Wednesday, May 4, 2011

Forever Stuck On The Outside

Have you ever been surrounded by people, and felt more alone than you are when you’re by yourself? Yeah, that’s me.

I personally find it unbelievably difficult to infiltrate big groups. You know, that group of people you envy for their close friendship? The group of about 10 or so with their inside jokes and memories that they talk about all the time? You covet everything about them and what they have. Sometimes they include you, sometimes they don’t. And when they do, you’re still on the wrong side of the glass.

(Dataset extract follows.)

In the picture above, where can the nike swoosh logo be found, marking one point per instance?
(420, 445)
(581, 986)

And then there’s that moment. When they ask you, just you, to join them. You feel on top of the world, until you realize that it was a one time thing. That its over almost as quick as it starts. But then its just that. Over. And you wish it had never happened, that you had never went, because now it hurts even more that it did before that moment.

But you can’t forget it, you cannot let go. Your head is full of so many “If Only’s” that you think its about to explode. Nothing can be wiped from your memory. Every mistake you made, every awkward silence you caused, everything you didn’t understand and inquired about, just to be told its an inside joke. And you feel even more stupid the more you think about it. But you cant stop thinking about it. Its forever burned into your brain. Destined to be gone over and over and over until you die a little on the inside every time you think about it.

And then of course you become so depressed and upset that you want to do just that. Die.

But then, you think about that other group. The one you’re in. The one full of people who love you for you. That amazing one you love. That always includes you, and you always include them.

The one that helps you make it through the night alive.

I loved that group.

At least, I used to. Back when it existed. Now its gone.

And now, I really wish I was too.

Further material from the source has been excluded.